I beg to move, That leave be given to bring in a Bill to allow the police to use private solicitors instead of the Crown Prosecution Service to prosecute in the magistrates' court. The aim behind the Bill is simply to make justice for smaller crimes cheaper, faster and hence more easily pursued. Summary cases—those that have to be handled in magistrates courts—are in theory less important matters to be brought before the criminal law. For the victims, however, the theft of a vehicle, criminal damage up to £2,000 or common assault are serious enough offences.

It is interesting to note what has happened since 1985 while the Crown Prosecution Service has had a monopoly of handling summary cases. The latest figures available are for 1993, which was the peak year for crime. It rose sharply in the years until then and has fallen since. We find not only that, up to 1993, crime increased fast and that the police substantially increased the number of crimes that they cleared up, but that a number of cases had been downgraded from indictable offences handled in Crown courts to summary cases handled in magistrates courts. For all those reasons, one would have expected a substantial increase in the number of successful prosecutions in magistrates courts. Far from it. In 1993 the number of successful convictions in magistrates courts was 4 per cent. lower than 10 years before.

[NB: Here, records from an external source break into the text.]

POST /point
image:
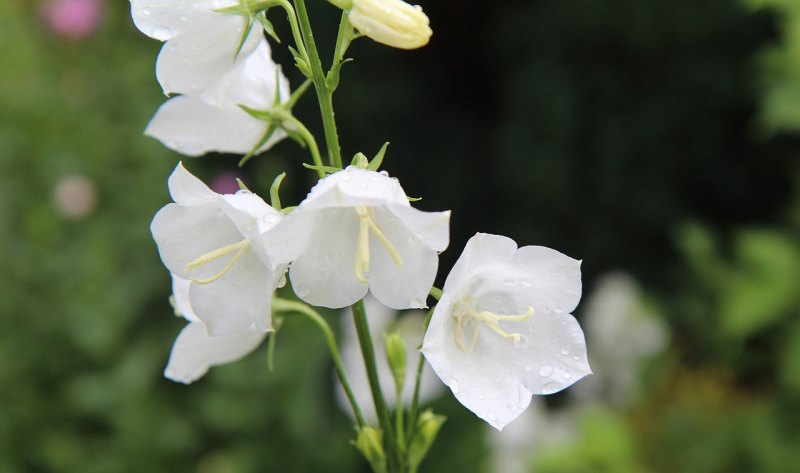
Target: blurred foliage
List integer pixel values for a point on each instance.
(655, 137)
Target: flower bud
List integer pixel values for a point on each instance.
(391, 22)
(396, 356)
(370, 443)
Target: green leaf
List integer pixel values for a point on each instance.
(376, 162)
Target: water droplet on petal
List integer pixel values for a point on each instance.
(454, 386)
(550, 388)
(161, 33)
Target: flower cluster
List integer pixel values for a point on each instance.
(501, 330)
(217, 61)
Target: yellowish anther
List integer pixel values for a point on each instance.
(366, 224)
(237, 248)
(465, 313)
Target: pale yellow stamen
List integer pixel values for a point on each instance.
(239, 248)
(366, 223)
(466, 313)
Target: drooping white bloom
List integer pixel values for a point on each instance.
(355, 232)
(391, 22)
(194, 126)
(195, 351)
(216, 241)
(502, 329)
(201, 44)
(411, 326)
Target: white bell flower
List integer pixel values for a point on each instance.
(216, 241)
(195, 351)
(356, 231)
(193, 126)
(201, 44)
(502, 329)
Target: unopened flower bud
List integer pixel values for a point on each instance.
(370, 443)
(391, 22)
(396, 356)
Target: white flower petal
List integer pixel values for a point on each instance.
(481, 249)
(432, 228)
(180, 294)
(185, 233)
(253, 218)
(355, 187)
(482, 379)
(186, 189)
(324, 274)
(194, 351)
(163, 20)
(406, 286)
(192, 127)
(552, 353)
(555, 277)
(201, 62)
(237, 300)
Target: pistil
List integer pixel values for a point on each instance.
(465, 314)
(367, 224)
(237, 248)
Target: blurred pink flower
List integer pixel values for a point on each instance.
(74, 19)
(225, 183)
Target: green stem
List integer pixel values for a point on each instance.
(298, 37)
(324, 93)
(368, 352)
(299, 307)
(309, 139)
(414, 409)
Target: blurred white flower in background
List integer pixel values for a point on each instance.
(622, 334)
(411, 326)
(534, 431)
(75, 196)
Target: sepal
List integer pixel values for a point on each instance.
(428, 426)
(370, 443)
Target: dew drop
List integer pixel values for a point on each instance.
(550, 388)
(161, 33)
(454, 386)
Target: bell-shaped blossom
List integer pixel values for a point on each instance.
(216, 241)
(410, 326)
(201, 44)
(356, 231)
(195, 351)
(194, 126)
(625, 334)
(502, 329)
(391, 22)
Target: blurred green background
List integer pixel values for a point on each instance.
(654, 139)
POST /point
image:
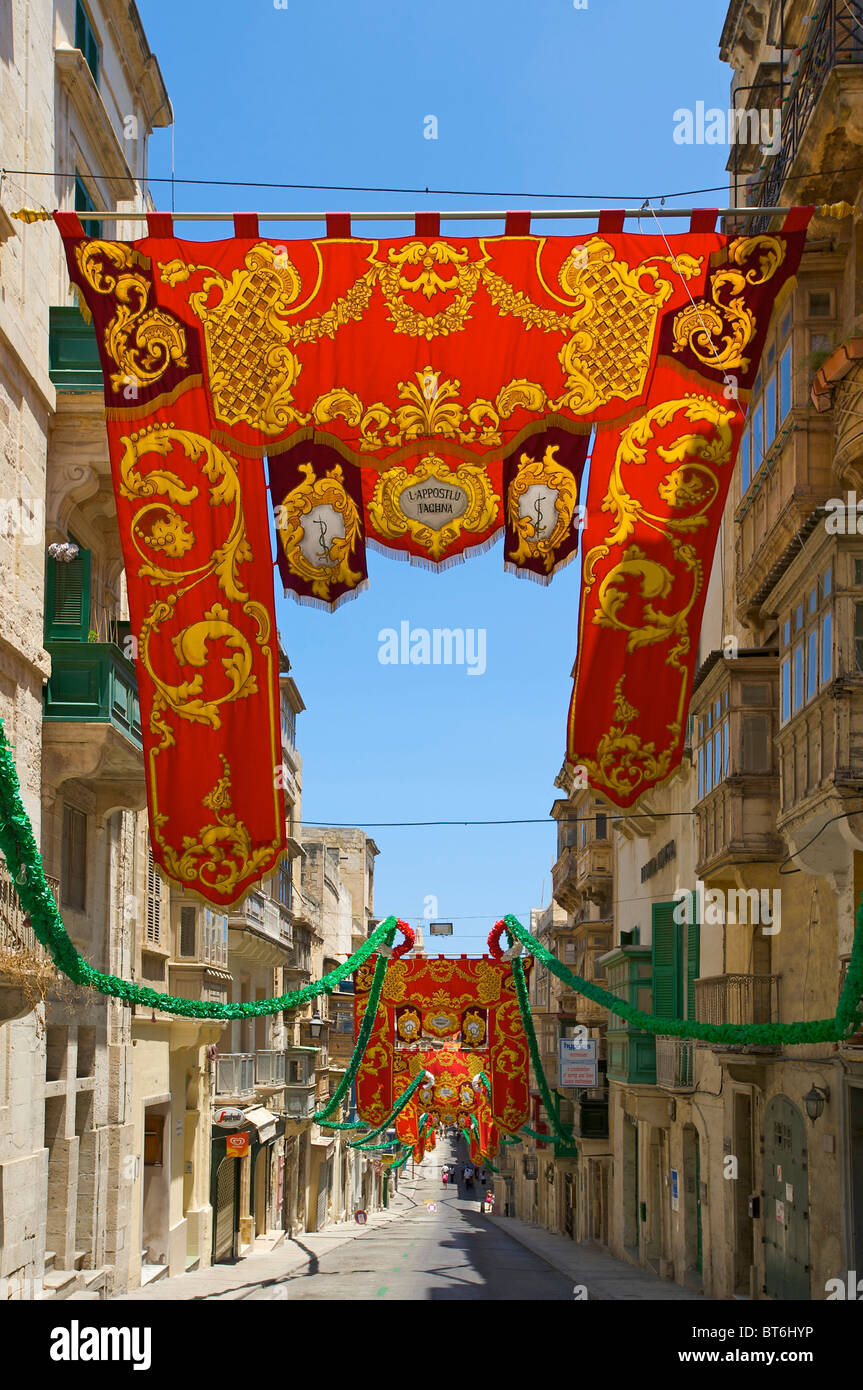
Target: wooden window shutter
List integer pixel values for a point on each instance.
(153, 901)
(694, 943)
(67, 599)
(186, 931)
(666, 961)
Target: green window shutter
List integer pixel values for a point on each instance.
(85, 39)
(666, 934)
(694, 940)
(67, 599)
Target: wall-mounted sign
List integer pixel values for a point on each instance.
(229, 1116)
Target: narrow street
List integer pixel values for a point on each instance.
(452, 1251)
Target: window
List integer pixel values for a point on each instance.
(288, 724)
(826, 648)
(812, 662)
(74, 872)
(785, 384)
(745, 462)
(820, 303)
(756, 742)
(770, 412)
(785, 691)
(85, 39)
(153, 902)
(798, 677)
(186, 931)
(285, 884)
(674, 959)
(84, 203)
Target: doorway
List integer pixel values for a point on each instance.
(692, 1201)
(785, 1201)
(744, 1235)
(156, 1197)
(855, 1125)
(225, 1219)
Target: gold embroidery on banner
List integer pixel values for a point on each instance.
(698, 327)
(549, 473)
(623, 759)
(143, 342)
(246, 338)
(391, 521)
(334, 555)
(430, 282)
(221, 854)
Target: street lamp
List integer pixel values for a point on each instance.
(815, 1101)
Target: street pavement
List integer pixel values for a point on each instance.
(413, 1251)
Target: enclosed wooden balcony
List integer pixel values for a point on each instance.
(738, 998)
(674, 1064)
(735, 722)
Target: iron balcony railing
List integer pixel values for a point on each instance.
(837, 38)
(235, 1073)
(674, 1062)
(299, 1102)
(17, 936)
(738, 998)
(270, 1068)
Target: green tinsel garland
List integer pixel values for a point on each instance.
(395, 1111)
(36, 898)
(847, 1019)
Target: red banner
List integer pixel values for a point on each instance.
(424, 395)
(469, 1008)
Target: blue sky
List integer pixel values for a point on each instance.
(528, 99)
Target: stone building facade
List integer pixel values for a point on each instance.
(738, 1169)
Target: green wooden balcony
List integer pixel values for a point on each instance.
(92, 683)
(631, 1054)
(72, 350)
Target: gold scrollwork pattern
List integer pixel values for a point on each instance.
(142, 342)
(246, 337)
(689, 487)
(388, 517)
(296, 513)
(699, 327)
(221, 854)
(546, 473)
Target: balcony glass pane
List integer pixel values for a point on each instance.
(717, 754)
(812, 663)
(758, 438)
(785, 384)
(745, 463)
(770, 412)
(785, 713)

Costs too have spiralled. The Comptroller and Auditor-General is one of a number of authorities which have commented on the issue. It is interesting to ask how the system works. I shall furnish my argument with an example from my constituency. Canterbury police station is a few hundred yards from Canterbury magistrates court. Several excellent firms of solicitors operate in the immediate area. Every case—no matter how trivial—that is brought to court must go all the way to Crown Prosecution Service offices in Folkestone, with all the procedures involved in that. Cases that could have been dealt with before on the same day, largely on the strength of verbal briefing, must now be dealt with through that expensive and time-consuming procedure.

That is not a criticism of individual Crown Prosecution Service officials. When I visited them in Folkestone, I was impressed at how hard working and diligent they were. The truth is that the system is a grossly unwieldy one for dealing with minor offences.

I propose that we should allow each police area to appoint, if they choose to do so, one local firm of solicitors to handle a proportion of their magistrates court work. That firm would obviously have to give up any defence activities because, otherwise, there would be a conflict of interest. That proposal should be extended further to allow police officers to be used to prosecute some minor cases themselves, as used to be the case.

The new system would have a number of advantages. First, it would obviously be much faster. Secondly, it would be far cheaper. Those two changes would enable us to tackle more cases so there should be an increase, instead of a reduction, in the number of cases successfully brought. Thirdly, it would improve the motivation of the police force. Fourthly, in relation to minor cases, it would give police officers greater experience in court work. We have reached the absurd position where officers are having to be sent on courses to be trained as witnesses.

As far as I know, only two arguments have been advanced against my proposal. One of them involves the argument from uniformity and the other from independence. Uniformity cuts no ice with me and should cut no ice at least with Conservative Members because, as a party, we believe in diversity. Crime, especially petty crime, has a local aspect to it and it is right that, in some regions, people should choose to be more vigilant in relation to a particular type of crime if it is more prevalent in their region.

On independence, we often hear cases cited, such as the Guildford Four or Birmingham Six, but surely no one would maintain to the House that the procedures that are appropriate for a major criminal trial are appropriate for a person damaging someone's front door or for careless driving. However, all such offences must go through the same basic procedure, with the same people, in the prosecution process.

The question is posed immediately: why did we ever nationalise the service? Whereas Conservative Members would believe that it was perhaps a mistake to nationalise something as important as this anyway, hon. Members on both sides of the House would surely agree that the most appropriate way to handle small cases, petty offences—the offences that local magistrates courts exist to deal with—is for local police to deal with local solicitors.

These offences matter to my constituents and, I am certain, to other hon. Members' constituents. My approach would result in faster and cheaper justice and would allow us to handle more cases. I urge the House to support my Bill.

Question put and agreed to.

Bill ordered to be brought in by Mr. Julian Brazier, Sir Archibald Hamilton, Sir George Gardiner, Mr. Peter Bottomley, Mr. Robert Hughes, Mr. Graham Riddick, Mr. John Sykes, Mr. David Shaw, Mr. Roger Knapman, Mr. Bernard Jenkin, Mr. Nigel Waterson and Mr. Stephen Day.